Ensuring the security of mobile phones or portable devices
An employee might upload confidential customer data onto their personal Dropbox account, for example, which may be connected to their mobile phone or laptop. The risk this poses for a company’s security is exponential.
A mobile phone can provide direct access to corporate data. A portable device (e.g. laptops, mobile phones and tablets, etc.) might be more easily hacked, being outside a corporate network and without the latest protection from malware. Similarly, a personal Dropbox account can be compromised if suitable password practices haven’t been maintained. To limit these risks, you need to have the right security controls in place.
However human error is inevitable, so establishing a suitable mechanism for managing portable devices is an important part of every organisation’s security posture. Establishing suitable encryption mechanisms for corporate data across all devices is one practical step. The ability to disable or even wipe lost or stolen mobile devices is another.

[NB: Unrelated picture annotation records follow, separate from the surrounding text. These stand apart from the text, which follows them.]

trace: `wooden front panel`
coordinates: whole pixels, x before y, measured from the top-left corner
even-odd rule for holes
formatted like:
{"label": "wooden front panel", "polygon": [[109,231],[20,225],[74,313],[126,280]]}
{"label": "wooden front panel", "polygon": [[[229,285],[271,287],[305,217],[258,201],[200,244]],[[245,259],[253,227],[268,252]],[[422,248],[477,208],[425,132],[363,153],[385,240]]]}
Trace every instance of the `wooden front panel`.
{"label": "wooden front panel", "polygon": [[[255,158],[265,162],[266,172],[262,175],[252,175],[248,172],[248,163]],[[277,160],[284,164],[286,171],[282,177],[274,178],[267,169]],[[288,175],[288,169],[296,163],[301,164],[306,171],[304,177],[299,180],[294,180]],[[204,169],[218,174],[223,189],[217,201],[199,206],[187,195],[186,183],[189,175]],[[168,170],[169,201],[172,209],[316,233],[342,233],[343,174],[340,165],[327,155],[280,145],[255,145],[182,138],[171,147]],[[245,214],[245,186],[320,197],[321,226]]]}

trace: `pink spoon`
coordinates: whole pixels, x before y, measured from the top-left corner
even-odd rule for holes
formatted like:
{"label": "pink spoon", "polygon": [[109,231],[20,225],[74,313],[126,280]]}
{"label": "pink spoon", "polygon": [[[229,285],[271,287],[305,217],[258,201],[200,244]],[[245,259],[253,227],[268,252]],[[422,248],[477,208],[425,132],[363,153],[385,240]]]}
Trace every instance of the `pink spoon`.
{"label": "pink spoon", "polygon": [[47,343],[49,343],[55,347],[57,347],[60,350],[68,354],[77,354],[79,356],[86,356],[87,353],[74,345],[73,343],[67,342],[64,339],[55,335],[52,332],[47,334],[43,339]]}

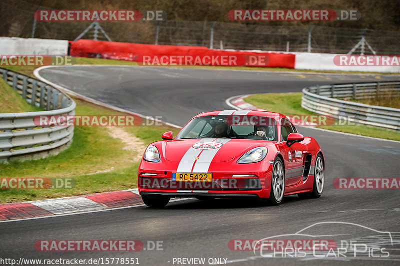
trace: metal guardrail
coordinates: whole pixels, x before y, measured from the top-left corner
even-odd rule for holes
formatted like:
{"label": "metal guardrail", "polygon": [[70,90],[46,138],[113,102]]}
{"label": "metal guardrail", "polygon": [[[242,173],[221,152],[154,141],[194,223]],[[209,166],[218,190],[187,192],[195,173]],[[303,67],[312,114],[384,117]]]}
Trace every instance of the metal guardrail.
{"label": "metal guardrail", "polygon": [[38,127],[35,117],[74,115],[76,104],[68,95],[35,78],[0,68],[6,82],[31,105],[46,111],[0,113],[0,163],[56,154],[72,143],[74,126]]}
{"label": "metal guardrail", "polygon": [[[357,123],[400,132],[400,109],[369,105],[335,98],[362,99],[400,96],[400,82],[327,85],[304,88],[302,107],[336,118],[352,117]],[[354,119],[353,119],[354,118]]]}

To improve security and minimise the risks for all email and data storage systems, organisations can also implement email or web content filtering systems to prevent access to potentially compromised links and content.
Realistically, data breaches as the result of human error are unavoidable but the risk can be minimised across the organisation through simple, inexpensive methods. Employees need to be aware of how data may be leaving their organisation, what the impact might be and what they can do to prevent unintended consequences.